Pulling her wrist away, she turned and walked into the bathroom, leaving the door slightly ajar. She stripped off her jacket and draped it over the shower rod, then unbuttoned her blouse and shrugged out of it, her back to him.
"When I was on the force I worked with people who were under stress, people who were lying or who had something to hide. I learned to read them pretty well. Tascoe might have been a dirty cop, but I just don't see him gunning down a woman in cold blood. It doesn't fit with his profile."
"He profiles as violent and ruthless. What doesn't fit?" From the room behind her Cord's voice took on an edge. "And by the way, it would be a whole lot easier on me if you'd keep your clothes on while we're discussing this."
"You've seen me with less on hundreds of times." Bending over the sink, Julia filled it with cold water and threw the blouse in to soak. "And I'm not Bootie Palace material. You should be able to keep yourself under control for a minute or two. Can I borrow one of your shirts?"
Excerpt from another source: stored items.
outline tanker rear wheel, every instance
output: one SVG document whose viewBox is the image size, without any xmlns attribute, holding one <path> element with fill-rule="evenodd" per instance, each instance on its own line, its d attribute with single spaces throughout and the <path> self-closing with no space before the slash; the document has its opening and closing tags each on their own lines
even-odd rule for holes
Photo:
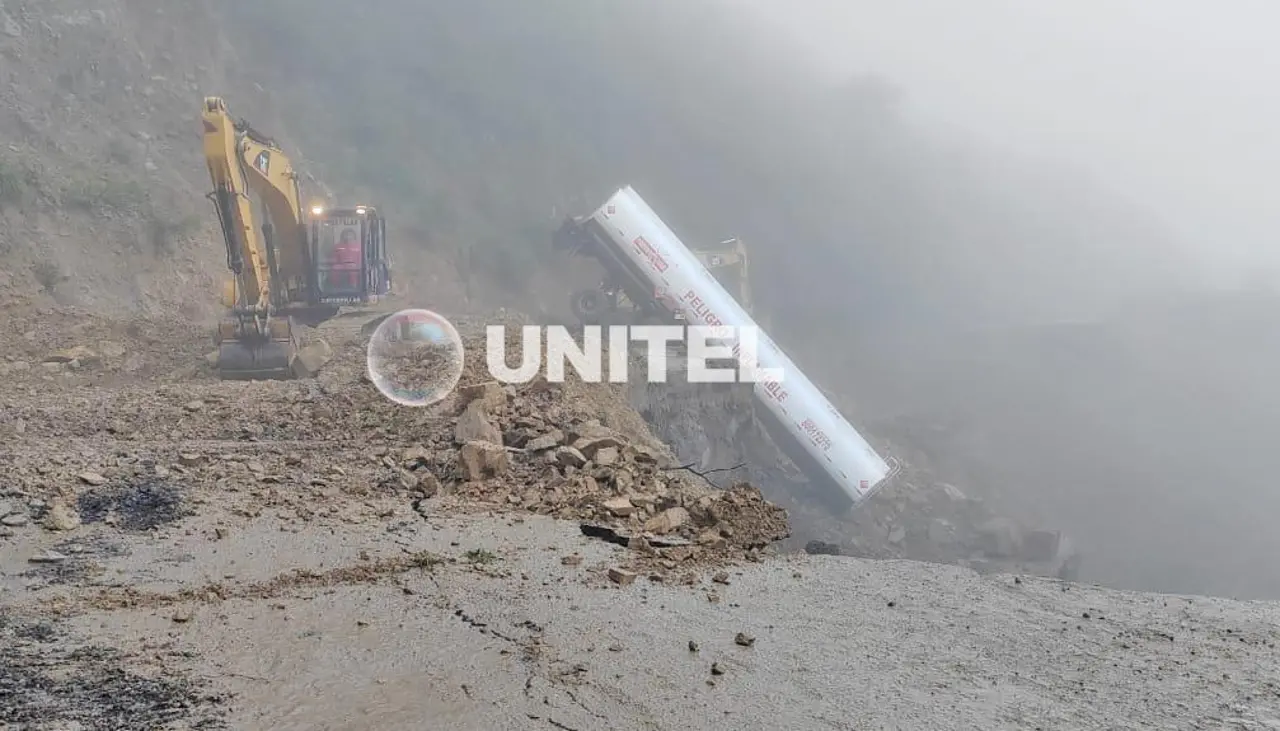
<svg viewBox="0 0 1280 731">
<path fill-rule="evenodd" d="M 569 307 L 573 316 L 583 325 L 599 325 L 605 316 L 614 309 L 609 296 L 598 289 L 583 289 L 573 293 L 569 299 Z"/>
</svg>

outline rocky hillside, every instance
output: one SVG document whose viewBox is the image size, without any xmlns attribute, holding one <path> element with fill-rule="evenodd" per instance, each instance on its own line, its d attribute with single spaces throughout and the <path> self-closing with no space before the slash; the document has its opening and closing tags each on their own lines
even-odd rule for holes
<svg viewBox="0 0 1280 731">
<path fill-rule="evenodd" d="M 94 311 L 210 311 L 221 247 L 195 117 L 261 99 L 200 2 L 4 3 L 0 297 Z"/>
</svg>

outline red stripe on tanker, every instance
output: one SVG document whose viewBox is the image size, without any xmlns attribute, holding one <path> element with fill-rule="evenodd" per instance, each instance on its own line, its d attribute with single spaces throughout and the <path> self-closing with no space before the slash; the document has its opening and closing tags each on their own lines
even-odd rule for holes
<svg viewBox="0 0 1280 731">
<path fill-rule="evenodd" d="M 655 270 L 658 272 L 667 270 L 667 260 L 663 259 L 662 254 L 658 253 L 658 250 L 653 248 L 653 245 L 646 241 L 643 236 L 637 236 L 632 244 L 635 245 L 636 251 L 640 252 L 640 256 L 647 259 Z"/>
<path fill-rule="evenodd" d="M 762 379 L 755 383 L 756 396 L 855 503 L 884 482 L 890 473 L 888 463 L 760 330 L 634 189 L 628 186 L 614 193 L 592 217 L 601 229 L 616 235 L 614 243 L 619 251 L 650 278 L 655 290 L 682 293 L 672 304 L 686 322 L 755 330 L 757 367 L 783 374 L 781 382 Z M 741 353 L 741 343 L 733 342 L 732 347 L 735 355 Z"/>
</svg>

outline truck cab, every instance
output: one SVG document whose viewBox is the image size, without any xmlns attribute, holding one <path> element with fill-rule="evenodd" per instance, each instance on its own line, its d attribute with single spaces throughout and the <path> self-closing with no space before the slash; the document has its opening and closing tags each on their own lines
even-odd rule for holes
<svg viewBox="0 0 1280 731">
<path fill-rule="evenodd" d="M 654 289 L 644 273 L 619 250 L 607 231 L 591 217 L 569 218 L 556 231 L 554 247 L 571 256 L 600 262 L 605 277 L 598 287 L 570 297 L 574 316 L 584 325 L 656 324 L 682 322 L 683 317 Z M 747 312 L 752 310 L 751 278 L 746 246 L 739 238 L 691 249 L 691 253 Z"/>
</svg>

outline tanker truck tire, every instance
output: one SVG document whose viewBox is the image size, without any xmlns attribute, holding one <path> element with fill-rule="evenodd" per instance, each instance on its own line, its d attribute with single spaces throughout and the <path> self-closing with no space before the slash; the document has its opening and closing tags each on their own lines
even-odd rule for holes
<svg viewBox="0 0 1280 731">
<path fill-rule="evenodd" d="M 573 316 L 583 325 L 599 325 L 609 311 L 609 298 L 598 289 L 583 289 L 573 293 L 569 300 Z"/>
</svg>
She was wearing a plain white cotton sports bra—no more revealing than a bathing suit top, she thought, and sensible rather than sensuous. Bras and panties were about the only clothing purchases she made these days, and the most erotic undergarment she owned were the panties she had on under her skirt. They were pale blue with a pattern of dancing carrots on them, for some Freudian reason.
"Take your pick." Without getting off the bed he gestured expansively at the small wardrobe beside the bolted-down television. "Nothing I own will fit you, anyway. And in case you're interested, I still think you're the most beautiful woman I've ever seen, bony elbows and all. I used to love the way your breasts would fit exactly in my hands—no more, no less."